Kemudian pada malam harinya, seluruh masyarakat melaksanakan doa bersama dengan
tujuan memohon keselamatan dan kelancaran dalam melaksanakan tradisi Ngumbai
Lawok sampai puncak esok harinya. Biaya yang telah ada, juga dipergunakan untuk
membeli perlengkapan Ngumbai Lawok seperti kerbau, kain putih, bunga tujuh
macam, kue tujuh macam, nasi tumpeng, dan lain-lain. Setelah perlengkapan
terpenuhi, maka pada tanggal 1 atau 10 bulan muharram atau syuro proses Ngumbai
Lawok dilakukan yang dipimpin oleh tokoh agama dan tokoh adat disana. Adapun
prosesi yang ada dalam Ngumbai Lawok sebagai berikut :
a) Menyiapkan sesaji Sesaji (sesembahan) yang di persiapkan
antara lain:
ü Kepala kerbau. kerbau yang sebelumnya sudah dibeli
kemudian di sembelih. Kepala kerbau di gunakan sebagai sesaji yang akan
dilarungkan atau dihanyutkan ke laut, sedangkan bagian tubuh kerbau dimasak
bersama-sama oleh masyarakat dan disuguhkan untuk dimakan secara bersama oleh
masyarakat.
ü Kembang tujuh macam yaitu kembang mawar merah dan putih,
kembang kelapa, kembang tali, kembang cempaka, kembang ganda suli, kembang
ghatus dan sebagainya.
ü Minyak wangi
ü Air bekas pemandian pusaka pada tanggal 1 Muharam
ü Jajanan pasar
ü Nasi kuning atau nasi tumpeng
ü Kain hitam dan putih
ü Patung pengantin
ü Buah-buahan seperti pisang dan yang lainya
b) Pembacaan Khadaroh.
Ø Nabi Muhammad saw
Ø Nabi nuh as
Ø Nabi sulaiman as
Ø Khulafaurrasyidin
Ø Syekh Abdul Qadir Jaelani dan para ulama yang telah wafat
c) Pembacaan surat yasin
d) Doa bersamamemohon rezeki dan jauh dari bencana.

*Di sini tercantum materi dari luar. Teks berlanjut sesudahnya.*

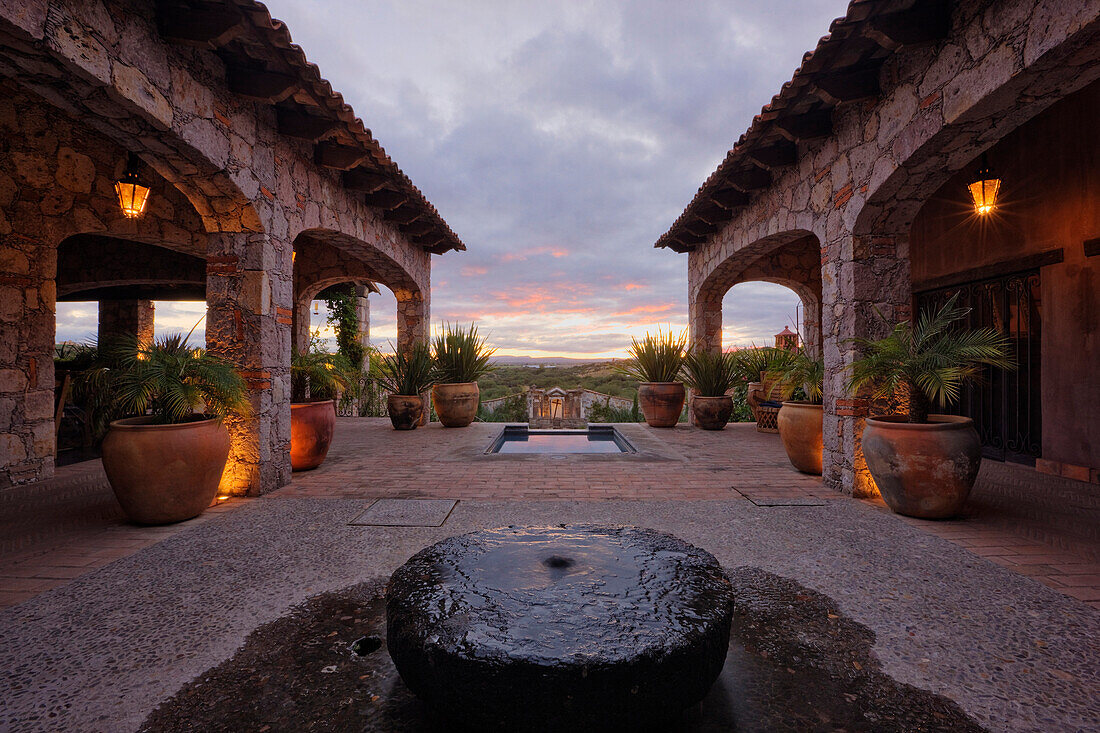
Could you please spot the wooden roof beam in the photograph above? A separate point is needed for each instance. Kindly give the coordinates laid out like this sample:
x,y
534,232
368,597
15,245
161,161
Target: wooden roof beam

e) Pawai yang di laksanakan sebelum acara menghanyutkan
sesaji ke laut.
Acara menghanyutkan
sesaji atau larung yaitu mengunakan jukung lunik (perahu kecil) atau rakit
kencana yang diisi dengan bermacam-macam sesaji, antara lain berisi bunga tujuh
macam dan berbagai macam makanan, serata kepala kerbau. Perahu kecil ini
kemudian dibawa untuk dipersembahkan kepada penguasa laut dengan dikawal oleh
beberapa jukung lainya yang dihiasi dengan bermacam sesajian seperti makanan,
kopi, rokok, dan kelapa muda hijau. Setelah tiba di tengah laut, sang pawang
pun membaca doa dan membakar kemenyan serta menaburkan bunga-bunga kelaut,
kemudian sajian tersebut dibiarkan terombang-ambing dilautan. Setelah
sesaji-sesaji tersebut dibawa oleh ombak kepinggir pantai maka menjadi objek
rebutan masyarakat yang mengikuti acara Ngumbai Lawok.
Mereka beranggapan
bahwa sesajen itu akan membawa berkah dalam kehidupan. Setelah acara pembacaan
doa di pinggir pantai, maka acara penghanyutan (larungan) dilaksanakan dengan
dipimpin oleh tokoh mayarakat atau adat. Adapun perlengkapan untuk melarung
kepala hewan ialah kain putih, bunga tujuh macam, dua telor ayam mentah dan
pembakaran kemenyan. Untuk telor dan pembakaran kemenyan ini hanya sebagai
syarat, kemudian kepala kerbau dibuang dengan diiringi doa-doa selamat agar
dijauhkan dari segala bala (marabahaya) seperti kesurupan, badai dan topan,
gelombang besar, serta agar di mudahkan dalam mencari ikan, sedangkan untuk
daging hewan (kerbau/kambing) tersebut dimasak kemudian dimakan secara
bersama-sama oleh masyarakat yang melaksanakan Ngumbai Lawok tersebut.
3. Evaluasi
Setelah acara
penghanyutan kepala kerbau dan sesembahan lainya ketengah laut dan masyarakat
telah kembali ketepi pantai, maka pada malam harinya, diadakan acara hiburan
atau pertunjukan pencak silat dan tarian-tarian yang di perankan oleh para
bujang dan gadis hingga selesai kemudian bendahara dari acara tersebut
menyampaikan laporan masalah dana yang terkumpul dan besarnya pengeluaran dana
yang terpakai untuk acara tersebut.[4]
Kesimpulan.
Ngumbai Lawok merupakan acara syukuran adat masyarakat Lampung Pesisir
(utamanya di Kabupaten Pesisir Barat) atas rahmat Tuhan yang telah mereka
peroleh dari laut. Ngumbai Lawok merupakan ritual melarung berbagai sesaji ke
laut sebagai ungkapan syukur atas rezeki yang diperoleh selama satu tahun.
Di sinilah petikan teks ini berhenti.